My experience in the computer world goes back to the days of PCs that had only dual-floppy disk drives with no hard disk drive. A time when creatures known as 8″ double-sided, double-density floppy disks with a capacity of 1 megabyte were a preferred method of storage. So it was particularly interesting to me to see the recent availability of the new Seagate 1.5 TB (as in terabyte) 3.5″ hard disk drive and its fast Serial ATA 3 Gb/second interface.
For those not familiar with the term Terabyte: 1 terabyte = 1,000 gigabytes = 1,000,000 megabytes. So a 1.5 Terabyte hard disk drive could hold roughly 1,500,000 digital photos or approximately 350,000 digital songs or roughly 25,000 hours of music – that’s a lot of listening. A rather staggering amount of data for one little 3.5 hard disk drive.
Seagate is the First, But for How Long?
Seagate is the first manufacturer to reach this level, but it will not be surprising to see the other major manufacturers (Hitachi, Western Digital, Samsung, Toshiba, Fujitsu) joining Seagate in the relatively near future. Seagate shipped the industry’s first 5.25 inch hard disk drive for computers in 1979 with a whopping capacity of 5 Megabytes and shipped their one billionth hard disk drive in April 2008. This new drive is a half-terabyte increase from the previous highest capacity of 1TB and reaches this capacity through perpendicular magnetic recording (PMR) technology.
The first reaction many people have to a 1.5 TB hard disk drive is “why would anyone ever need that much storage on their computer?” Today that’s probably a pretty valid question.

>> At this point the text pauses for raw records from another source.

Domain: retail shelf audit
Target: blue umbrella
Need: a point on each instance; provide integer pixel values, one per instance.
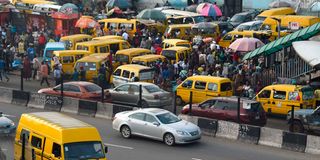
(122, 4)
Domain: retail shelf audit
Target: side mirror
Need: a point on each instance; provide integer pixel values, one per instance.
(105, 149)
(156, 123)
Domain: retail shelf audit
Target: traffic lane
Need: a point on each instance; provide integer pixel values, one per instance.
(138, 148)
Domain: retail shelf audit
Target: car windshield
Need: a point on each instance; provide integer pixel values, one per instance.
(152, 88)
(168, 118)
(92, 88)
(83, 150)
(237, 18)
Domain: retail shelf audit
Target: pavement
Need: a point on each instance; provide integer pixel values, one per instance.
(136, 148)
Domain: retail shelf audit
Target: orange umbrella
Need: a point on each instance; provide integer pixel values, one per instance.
(87, 22)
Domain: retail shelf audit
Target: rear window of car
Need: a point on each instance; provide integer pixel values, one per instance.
(152, 88)
(92, 88)
(226, 86)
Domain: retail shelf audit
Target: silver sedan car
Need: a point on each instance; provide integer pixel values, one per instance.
(152, 95)
(158, 124)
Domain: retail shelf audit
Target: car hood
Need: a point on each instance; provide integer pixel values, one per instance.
(4, 121)
(303, 112)
(184, 126)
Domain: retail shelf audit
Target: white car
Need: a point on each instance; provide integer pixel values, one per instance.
(7, 126)
(250, 26)
(158, 124)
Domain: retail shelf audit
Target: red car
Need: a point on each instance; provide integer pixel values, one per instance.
(76, 89)
(226, 108)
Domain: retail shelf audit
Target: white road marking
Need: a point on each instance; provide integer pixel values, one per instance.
(118, 146)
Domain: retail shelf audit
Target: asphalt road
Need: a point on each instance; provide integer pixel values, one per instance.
(208, 148)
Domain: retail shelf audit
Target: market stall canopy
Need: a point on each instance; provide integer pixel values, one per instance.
(87, 22)
(246, 44)
(123, 4)
(69, 8)
(309, 52)
(286, 41)
(152, 14)
(279, 4)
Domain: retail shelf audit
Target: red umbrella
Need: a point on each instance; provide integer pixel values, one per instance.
(87, 22)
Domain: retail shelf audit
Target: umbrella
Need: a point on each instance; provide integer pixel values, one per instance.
(152, 14)
(278, 4)
(245, 44)
(69, 8)
(192, 8)
(206, 9)
(123, 4)
(309, 52)
(86, 22)
(218, 10)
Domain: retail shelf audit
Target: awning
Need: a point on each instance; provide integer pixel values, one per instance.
(277, 45)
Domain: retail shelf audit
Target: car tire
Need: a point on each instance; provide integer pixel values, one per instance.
(169, 139)
(297, 126)
(144, 104)
(179, 101)
(125, 131)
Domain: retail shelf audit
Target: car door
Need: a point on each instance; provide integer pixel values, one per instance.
(264, 97)
(118, 93)
(152, 127)
(199, 92)
(314, 120)
(136, 123)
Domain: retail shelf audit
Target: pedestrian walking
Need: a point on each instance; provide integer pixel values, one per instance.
(57, 75)
(44, 73)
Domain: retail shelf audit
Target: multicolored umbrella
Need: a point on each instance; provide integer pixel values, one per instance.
(152, 14)
(208, 9)
(246, 44)
(87, 22)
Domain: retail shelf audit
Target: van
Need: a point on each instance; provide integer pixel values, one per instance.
(91, 64)
(132, 73)
(274, 12)
(103, 46)
(176, 43)
(107, 37)
(148, 60)
(50, 47)
(279, 99)
(286, 22)
(132, 26)
(68, 58)
(176, 53)
(72, 40)
(55, 136)
(203, 88)
(125, 56)
(230, 37)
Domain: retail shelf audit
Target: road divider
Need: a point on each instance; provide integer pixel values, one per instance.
(313, 144)
(70, 105)
(294, 141)
(229, 130)
(249, 134)
(5, 95)
(88, 108)
(104, 110)
(20, 97)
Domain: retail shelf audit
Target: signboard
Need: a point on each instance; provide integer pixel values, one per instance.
(294, 25)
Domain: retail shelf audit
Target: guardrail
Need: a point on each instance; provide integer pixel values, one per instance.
(211, 127)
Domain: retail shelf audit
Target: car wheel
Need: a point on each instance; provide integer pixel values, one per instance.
(125, 131)
(179, 101)
(169, 139)
(297, 126)
(144, 104)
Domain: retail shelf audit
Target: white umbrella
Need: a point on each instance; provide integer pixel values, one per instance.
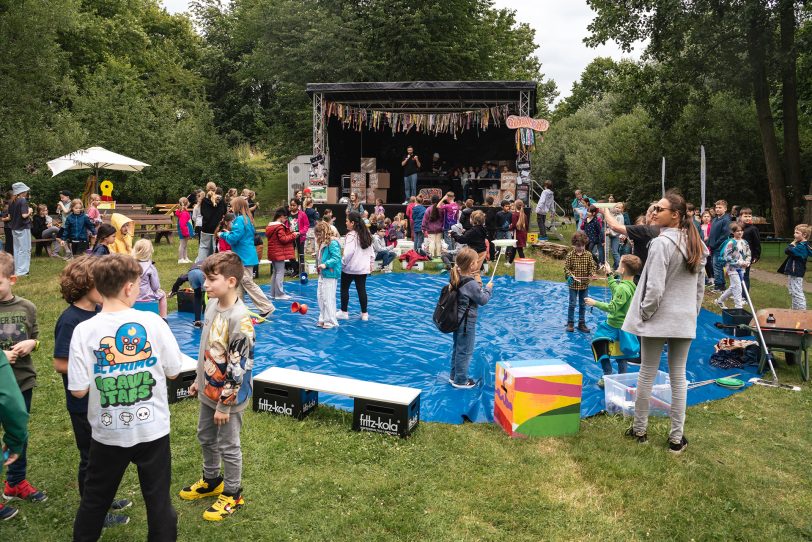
(94, 158)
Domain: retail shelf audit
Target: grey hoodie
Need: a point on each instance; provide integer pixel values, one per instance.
(668, 296)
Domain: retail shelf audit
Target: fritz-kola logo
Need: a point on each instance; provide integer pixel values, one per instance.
(379, 425)
(276, 408)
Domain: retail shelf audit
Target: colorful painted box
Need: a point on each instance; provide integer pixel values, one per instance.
(537, 398)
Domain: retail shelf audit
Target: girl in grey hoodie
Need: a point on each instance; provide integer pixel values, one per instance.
(664, 309)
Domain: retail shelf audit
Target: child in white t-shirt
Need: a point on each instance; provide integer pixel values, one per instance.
(121, 359)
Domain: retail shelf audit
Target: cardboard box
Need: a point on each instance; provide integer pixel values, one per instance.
(358, 180)
(379, 180)
(332, 194)
(369, 165)
(540, 397)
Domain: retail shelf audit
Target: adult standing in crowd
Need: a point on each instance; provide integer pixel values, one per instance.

But remember, it wasn’t all that long ago when a 500 Megabyte drive was considered large and it was even more recent when the size of a digital photo file (.jpg) on the earliest digital cameras was a tenth of what is normal today (200 – 300 KB vs. 1 – 3 MB). It may take a few years, but it won’t be long before hard disk drives with capacities of 1 – 2 TB are common.